Here ${n^3} - n = n({n^2} - 1){\text{ }} \Rightarrow {\text{ }}n(n + 1)(n - 1)$
When we divide by $3$ we a number $q$ such that
${\text{number = 3q + r}}$ where $r$ is remainder and $r$ takes value $0,1{\text{ and }}2$.
$n = 3p{\text{ or }}n = 3q + 1{\text{ or }}n = 3q{\text{ + 2}}$
If $n = 3p$ then $n$ will be divided by $3{\text{ }} \Rightarrow {\text{ }}n(n - 1)(n + 1){\text{ }} = {n^3} - n$ is also divided by $3$.

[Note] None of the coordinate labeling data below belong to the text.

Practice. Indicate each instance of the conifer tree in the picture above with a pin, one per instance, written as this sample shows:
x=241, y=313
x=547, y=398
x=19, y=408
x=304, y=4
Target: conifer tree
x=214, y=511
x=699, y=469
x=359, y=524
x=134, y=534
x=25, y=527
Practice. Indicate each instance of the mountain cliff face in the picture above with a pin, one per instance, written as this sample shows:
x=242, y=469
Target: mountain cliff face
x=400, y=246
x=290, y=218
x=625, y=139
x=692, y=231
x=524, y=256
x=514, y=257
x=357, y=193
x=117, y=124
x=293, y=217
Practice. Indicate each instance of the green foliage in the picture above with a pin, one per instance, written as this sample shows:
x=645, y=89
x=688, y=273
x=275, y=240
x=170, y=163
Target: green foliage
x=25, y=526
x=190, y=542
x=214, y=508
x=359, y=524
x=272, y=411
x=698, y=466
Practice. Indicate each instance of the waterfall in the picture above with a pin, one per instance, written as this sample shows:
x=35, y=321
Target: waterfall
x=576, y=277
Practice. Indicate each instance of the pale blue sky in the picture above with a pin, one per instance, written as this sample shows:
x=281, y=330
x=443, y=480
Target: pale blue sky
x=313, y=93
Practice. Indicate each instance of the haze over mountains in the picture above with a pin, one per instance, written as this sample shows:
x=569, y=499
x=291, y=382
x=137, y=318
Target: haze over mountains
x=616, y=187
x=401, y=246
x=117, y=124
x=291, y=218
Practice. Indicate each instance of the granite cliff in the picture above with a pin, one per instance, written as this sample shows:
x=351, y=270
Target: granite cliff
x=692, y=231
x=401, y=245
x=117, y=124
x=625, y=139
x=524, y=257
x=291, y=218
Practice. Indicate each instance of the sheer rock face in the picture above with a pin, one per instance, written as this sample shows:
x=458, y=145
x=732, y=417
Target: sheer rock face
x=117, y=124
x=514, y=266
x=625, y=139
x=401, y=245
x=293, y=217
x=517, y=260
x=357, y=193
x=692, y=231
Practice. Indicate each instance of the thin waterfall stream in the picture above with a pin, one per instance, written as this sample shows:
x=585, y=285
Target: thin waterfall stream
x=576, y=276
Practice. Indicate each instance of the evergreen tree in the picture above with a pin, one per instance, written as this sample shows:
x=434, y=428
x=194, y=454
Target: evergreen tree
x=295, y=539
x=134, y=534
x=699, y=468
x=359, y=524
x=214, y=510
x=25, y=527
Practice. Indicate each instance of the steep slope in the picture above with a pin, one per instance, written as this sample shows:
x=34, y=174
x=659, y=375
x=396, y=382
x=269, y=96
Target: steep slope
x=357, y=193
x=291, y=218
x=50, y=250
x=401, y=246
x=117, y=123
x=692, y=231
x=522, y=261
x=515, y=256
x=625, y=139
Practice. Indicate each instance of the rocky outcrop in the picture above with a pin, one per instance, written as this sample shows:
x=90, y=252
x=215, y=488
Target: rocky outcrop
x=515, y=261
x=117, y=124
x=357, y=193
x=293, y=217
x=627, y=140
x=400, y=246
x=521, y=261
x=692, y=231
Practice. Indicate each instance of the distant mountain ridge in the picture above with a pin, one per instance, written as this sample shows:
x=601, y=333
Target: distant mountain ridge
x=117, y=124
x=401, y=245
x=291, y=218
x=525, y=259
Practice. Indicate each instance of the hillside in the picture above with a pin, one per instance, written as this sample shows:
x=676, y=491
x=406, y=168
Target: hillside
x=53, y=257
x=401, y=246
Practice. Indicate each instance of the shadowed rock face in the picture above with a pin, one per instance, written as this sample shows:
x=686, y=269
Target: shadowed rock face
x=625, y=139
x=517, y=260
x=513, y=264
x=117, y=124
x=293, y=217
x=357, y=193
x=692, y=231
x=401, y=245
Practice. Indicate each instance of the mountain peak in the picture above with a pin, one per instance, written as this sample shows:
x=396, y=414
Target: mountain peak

If $n = 3p{\text{ + 1}}$ then $n - 1 = 3p + 1 - 1{\text{ }} \Rightarrow {\text{ }}3p$
So $(n - 1)$ is divided by $3$
$ \Rightarrow {\text{ }}n(n - 1)(n + 1){\text{ }} = {n^3} - n$ Is divided by $3$
If $n = 3q + 2$ then $n + 1 = n$
$3q + 2 + 1 = 3q + 3$
$ = 3(q + 1)$
So $(n + 1)$ is divisible by $3$
$ \Rightarrow (n + 1)(n - 1) = {n^3} - n$ is divisible by $3$
So number ${n^3} - n$ is divisible by in all $3$ cases
If number is divisible by $2$ then there exist $q$ such that
$number = 2q + r$ where $r$ is remainder $r$ takes value $r = 0$ and $1$ .
$ \Rightarrow (n + 1)(n - 1) = {n^3} - n$ divided by $2$
So in both cases ${n^3} - n$ is divided by $2$
$ \Rightarrow {\text{ }}{n^3} - n$ is divided by both $2{\text{ and }}3$
So ${n^3} - n$ is divided by $6$

Note: Division algorithm states that for any positive integer $a{\text{ and }}b$ there exist the integers $q{\text{ and }}r$ such that $a = bq + r{\text{ where }}0 \leqslant r < b$
The number $q$ is called quotient and $r$ is called remainder.